Ist es nicht eher bedrohlich, dass sich gewachsene Parteiensysteme in gestandenen Demokratien wie Frankreich und Österreich so schnell pulverisiert werden? Scheitert Macron an der Unreformierbarkeit Frankreichs, wartet Le Pen. Das bekümmert mich in der Tat sehr. Zugleich ist dieses Phänomen aber auch ein Auftrag, über reale Reformen nachzudenken. Macron ist mit seinen Reformen zum Erfolg verdammt. Deshalb sind in Deutschland Regierung und Opposition, also auch die FDP verpflichtet, ihn bei seinem Vorhaben zu unterstützen. Tatsächlich erleben wir derzeit in vielen Ländern, wie der Respekt vor demokratischen Institutionen schwindet. Das liegt auch am Umgang von Politikern untereinander. Wochenlanger, lähmender Streit, an dessen Ende ein unpraktikabler Kompromiss steht - wie beim Familiennachzug - steigert den Unmut nur weiter.
Sie selbst haben als Zivildienstleistender gedient. Warum lehnen Sie eine allgemeine Dienstpflicht ab, obwohl Umfragen dafür Mehrheiten suggerieren? Ich selbst habe meinen Zivildienst beim Roten Kreuz abgeleistet, zum Teil in der Altenbetreuung. Das war eine bereichernde Erfahrung in der Findungsphase nach der Schule. Ich glaube aber, dass jeder junge Mensch eine solche Entscheidung über einen Dienst an der Gesellschaft freiwillig treffen sollte. Mit dem Bundesfreiwilligendienst haben wir ein Instrument geschaffen, das Männer und Frauen nutzen können. Die aktuellen Bufdi-Zahlen sind vergleichbar mit denen des ehemaligen Zivildienstes. Dazu kommen die Möglichkeiten, ein freiwilliges soziales Jahr oder einen freiwilligen Wehrdienst anzutreten. Diese Vielfalt charakterisiert unsere Gesellschaft. Deshalb geht für die FDP Freiwilligkeit vor Zwang. Damit junge Menschen ein entsprechendes Verantwortungsgefühl entwickeln können, sollte in der Schule mehr darüber gesprochen werden, was einem persönlich ein Jahr Dienst an der Gesellschaft bringt. Denkbar wäre auch, anschließend einen Bonus bei der Studienplatzvergabe oder einen zusätzlichen Rentenpunkt zu gewähren. Die Wehrpflicht zu propagieren, nachdem man gerade die Kreiswehrersatzämter abgewickelt hat, ist hingegen eine Idee für die Sommerpause.

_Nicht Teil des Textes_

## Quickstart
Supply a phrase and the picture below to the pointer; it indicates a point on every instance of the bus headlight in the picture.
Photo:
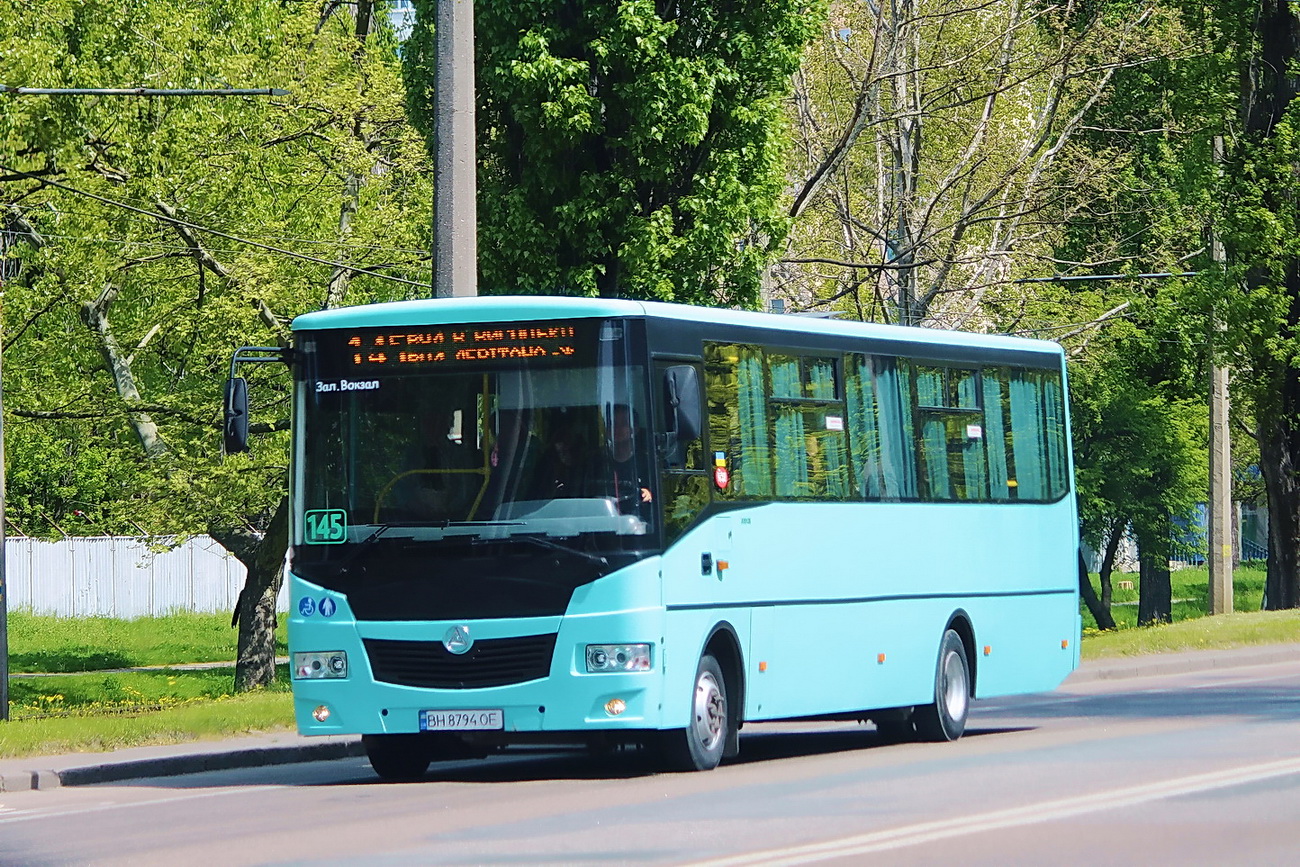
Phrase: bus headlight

Wäre eine Dienstpflicht nicht dennoch eine gute Antwort auf eine zerfallene Gesellschaft, in der sowohl im Hartz-IV-Ghetto als auch hinter den Mauern um Villen in Parallelgesellschaften gelebt wird? Wir müssen in dieser Gesellschaft einen verstärkten Austausch zwischen den Milieus organisieren. Wenn Durchlässigkeit nur auf dem Papier besteht, leidet auf Dauer unser demokratisches Gemeinwesen. Der Austausch zwischen den sozialen Schichten muss aber über das Bildungssystem erfolgen. Dazu bedarf es einer neuen Wertschätzung für die berufliche Bildung abseits akademischer Grade. Ich glaube aber nicht, dass die Bundeswehr, die Pflege oder die Betreuung von Behinderten Reparaturbereiche für anders gelagerte gesellschaftliche Probleme sein können. Dazu ist die Spezialisierung in diesen Bereichen mittlerweile viel zu weit fortgeschritten. Junge Menschen in diese Dienste zu pressen, um Probleme an anderer Stelle zu beheben, ist nicht mehr zeitgemäß.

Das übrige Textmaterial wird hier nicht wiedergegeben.